Enfin, la troisième possibilité d'analyse est de dire que le "supin" et son objet direct dans un contexte prépositionnel forment un mot composé. Si l'on regarde de plus près les données, on voit que ces contextes préfèrent les "supins" qui dénotent des occupations spécifiques, typiques; en position d'"objet" non seulement les pronoms sont impossibles, comme nous l'avons vu plus haut, mais les noms lexicaux dénotent justement des objets associés de façon spécifique aux occupations en question, et constituent des listes closes. Des exemples qui sortent de ce paradigme sont en effet bizarres:

(27) a am plecat la cules mere

ai parti à cueilli pommes

'je suis parti à la cueillette de pommes

b m-am apucat de echilibrat roţi

me suis mis de équilibré roues 'je me suis mis à équilibrer des roues'

c *am plecat la cerut viză

ai parti à demandé visa

'je suis parti à la demande de visa'

d ??m-am apucat de examinat studenţi

me suis mis de examiné étudiants 'je me suis mis à l'examen d'étudiants'

Les exemples (27)c et d s'opposent à (28) a-b, construits avec le subjonctif. L'apparition d'un N sans déterminant est dans ce cas tout à fait possible:

(28) a am plecat să cer viză

suis parti demander visa 'je suis parti demander un visa'

b m-am apucat să examinez studenţi

j'ai commencé à examiner les étudiants 'je me suis mis à examiner des étudiants'

Ces données suggèrent qu'il s'agit, dans le cas de cules porumb, de la construction d'un mot composé selon un mécanisme d'incorporation. D'ailleurs, la composition est un procédé d'incorporation lexicale qui permet d'incorporer des N à des N, fréquent à travers les langues

(p.ex. camion-remorcă). On peut adopter l'hypothèse que ces deux procédés sont des occurrences d'un même phénomène linguistique.

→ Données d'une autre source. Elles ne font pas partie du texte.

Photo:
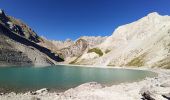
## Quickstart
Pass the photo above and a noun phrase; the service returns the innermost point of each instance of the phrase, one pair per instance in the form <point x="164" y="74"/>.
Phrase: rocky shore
<point x="157" y="88"/>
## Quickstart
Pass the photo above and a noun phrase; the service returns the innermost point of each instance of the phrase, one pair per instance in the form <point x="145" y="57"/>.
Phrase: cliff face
<point x="18" y="44"/>
<point x="145" y="42"/>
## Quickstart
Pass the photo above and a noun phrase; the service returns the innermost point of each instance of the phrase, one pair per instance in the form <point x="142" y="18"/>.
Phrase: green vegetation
<point x="107" y="51"/>
<point x="97" y="51"/>
<point x="137" y="61"/>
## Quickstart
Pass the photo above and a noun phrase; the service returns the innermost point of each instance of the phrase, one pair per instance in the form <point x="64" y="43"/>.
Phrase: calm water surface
<point x="62" y="77"/>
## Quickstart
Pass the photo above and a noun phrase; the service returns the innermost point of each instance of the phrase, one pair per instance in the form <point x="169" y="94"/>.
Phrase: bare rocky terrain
<point x="144" y="42"/>
<point x="18" y="45"/>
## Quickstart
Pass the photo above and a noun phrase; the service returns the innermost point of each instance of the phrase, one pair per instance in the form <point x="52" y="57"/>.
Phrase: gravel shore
<point x="157" y="88"/>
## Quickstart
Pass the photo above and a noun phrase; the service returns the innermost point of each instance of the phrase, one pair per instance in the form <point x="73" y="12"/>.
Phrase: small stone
<point x="147" y="96"/>
<point x="44" y="90"/>
<point x="166" y="84"/>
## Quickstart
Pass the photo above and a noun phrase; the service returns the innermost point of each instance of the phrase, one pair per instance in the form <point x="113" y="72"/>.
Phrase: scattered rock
<point x="147" y="96"/>
<point x="41" y="91"/>
<point x="166" y="84"/>
<point x="35" y="98"/>
<point x="167" y="96"/>
<point x="44" y="90"/>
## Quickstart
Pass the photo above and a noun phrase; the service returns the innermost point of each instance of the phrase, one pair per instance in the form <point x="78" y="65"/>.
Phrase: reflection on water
<point x="64" y="77"/>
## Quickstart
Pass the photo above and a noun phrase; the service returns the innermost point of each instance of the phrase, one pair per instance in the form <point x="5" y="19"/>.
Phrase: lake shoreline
<point x="92" y="90"/>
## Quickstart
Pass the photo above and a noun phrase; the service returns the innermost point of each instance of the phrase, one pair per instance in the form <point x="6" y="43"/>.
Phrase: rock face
<point x="145" y="42"/>
<point x="70" y="50"/>
<point x="19" y="44"/>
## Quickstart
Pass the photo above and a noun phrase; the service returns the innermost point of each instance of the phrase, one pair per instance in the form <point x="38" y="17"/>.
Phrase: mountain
<point x="145" y="42"/>
<point x="19" y="44"/>
<point x="70" y="50"/>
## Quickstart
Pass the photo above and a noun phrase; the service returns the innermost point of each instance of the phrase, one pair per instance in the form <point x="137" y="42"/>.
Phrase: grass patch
<point x="96" y="50"/>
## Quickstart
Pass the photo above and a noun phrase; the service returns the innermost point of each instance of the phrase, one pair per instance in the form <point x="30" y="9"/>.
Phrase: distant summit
<point x="19" y="44"/>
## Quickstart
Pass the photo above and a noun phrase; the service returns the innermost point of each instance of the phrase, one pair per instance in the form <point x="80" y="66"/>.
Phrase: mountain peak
<point x="2" y="12"/>
<point x="153" y="14"/>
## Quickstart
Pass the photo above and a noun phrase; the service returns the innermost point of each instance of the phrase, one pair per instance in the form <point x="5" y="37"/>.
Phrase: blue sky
<point x="62" y="19"/>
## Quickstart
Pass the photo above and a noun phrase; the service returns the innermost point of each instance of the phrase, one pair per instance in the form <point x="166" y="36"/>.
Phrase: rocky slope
<point x="70" y="50"/>
<point x="19" y="44"/>
<point x="145" y="42"/>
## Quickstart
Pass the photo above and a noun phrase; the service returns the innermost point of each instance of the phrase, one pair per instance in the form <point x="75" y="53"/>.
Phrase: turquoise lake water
<point x="62" y="77"/>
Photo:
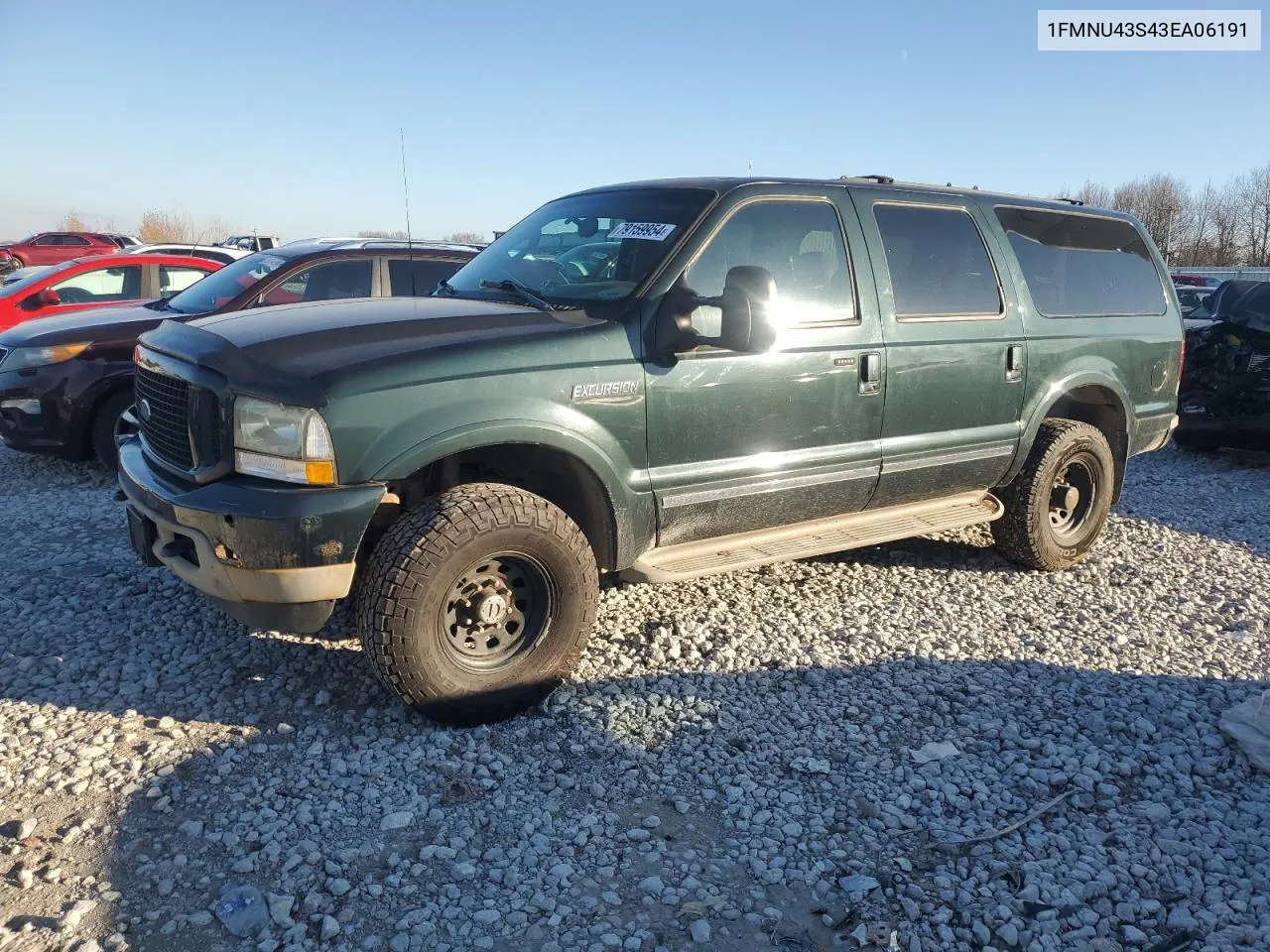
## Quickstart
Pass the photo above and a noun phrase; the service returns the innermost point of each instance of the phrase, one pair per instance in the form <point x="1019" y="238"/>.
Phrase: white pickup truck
<point x="250" y="243"/>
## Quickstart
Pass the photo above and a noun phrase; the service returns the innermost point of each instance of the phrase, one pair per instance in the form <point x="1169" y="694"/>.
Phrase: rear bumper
<point x="1152" y="433"/>
<point x="270" y="555"/>
<point x="1236" y="433"/>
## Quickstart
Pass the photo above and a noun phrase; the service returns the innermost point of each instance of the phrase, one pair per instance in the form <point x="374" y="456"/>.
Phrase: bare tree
<point x="159" y="226"/>
<point x="1161" y="202"/>
<point x="1254" y="190"/>
<point x="1199" y="223"/>
<point x="1225" y="226"/>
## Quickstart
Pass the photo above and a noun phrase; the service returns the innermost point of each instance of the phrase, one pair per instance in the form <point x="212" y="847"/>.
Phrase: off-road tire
<point x="409" y="580"/>
<point x="104" y="421"/>
<point x="1024" y="534"/>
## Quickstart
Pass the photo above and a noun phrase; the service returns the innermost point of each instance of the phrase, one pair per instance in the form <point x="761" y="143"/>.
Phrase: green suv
<point x="659" y="380"/>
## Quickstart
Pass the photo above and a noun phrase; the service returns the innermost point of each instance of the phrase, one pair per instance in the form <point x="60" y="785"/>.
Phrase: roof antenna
<point x="405" y="189"/>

Dans cette optique, il n'est pas nécessaire de choisir entre les analyses II et III, qui sont toutes les deux préférables à l'analyse I. On pourrait même assimiler les deux analyses, qui en fait posent toutes les deux une nature nominale du participe dans le contexte prépositionnel, et une "fusion" du participe avec ce qui a été au départ l'objet direct. La fréquence de l'utilisation, et de la spécialisation, voire lexicalisation des syntagmes participe + complément direct dans ces contextes pourraient faire pencher en faveur de la troisième solution.

4.1.5 Conclusion

Nous avons vu, dans cette section, que le contexte prépositionnel était le seul à admettre en apparence un double comportement du supin, verbal et nominal, ce qui pose problème pour l'analyse adoptée dans cette thèse. J'ai montré que ce problème était résolu si l'on supposait soit que les exemples en question sont des cas d'incorporation, soit qu'il s'agit de la formation de mots composés, désignant des occupations. J'ai montré que le "supin" faisant partie d'un GPrép est en fait un participe nominalisé, et n'a pas la possibilité de légitimer un objet direct; pour la légitimation de l'objet du V sous-jacent, le participe-"supin" peut faire appel à deux stratégies: soit à l'insertion d'une préposition pour des raisons de cas – en l'occurrence, la préposition de --, soit à l'incorporation (sous les deux formes qui ont été proposées).

Comme nous l'avons vu, le "supin" est difficile, voire impossible, avec un objet pronominal. L'objet doit être lexical et il est lié à l'activité dénotée par le "supin". Par conséquent, il faut admettre que dans la cules il n'y a pas de pro objet.

En conclusion, on n'a pas besoin des catégories mixtes pour traiter les exemples dans lesquels le "supin" semble avoir un comportement double. J'ai montré que le supin contraste systématiquement avec les formes clairement verbales. Le contexte prépositionnel n'admet que des GNs. Si le participe est placé dans une structure de type nominal, il développera une structure de GN, avec ou sans déterminant.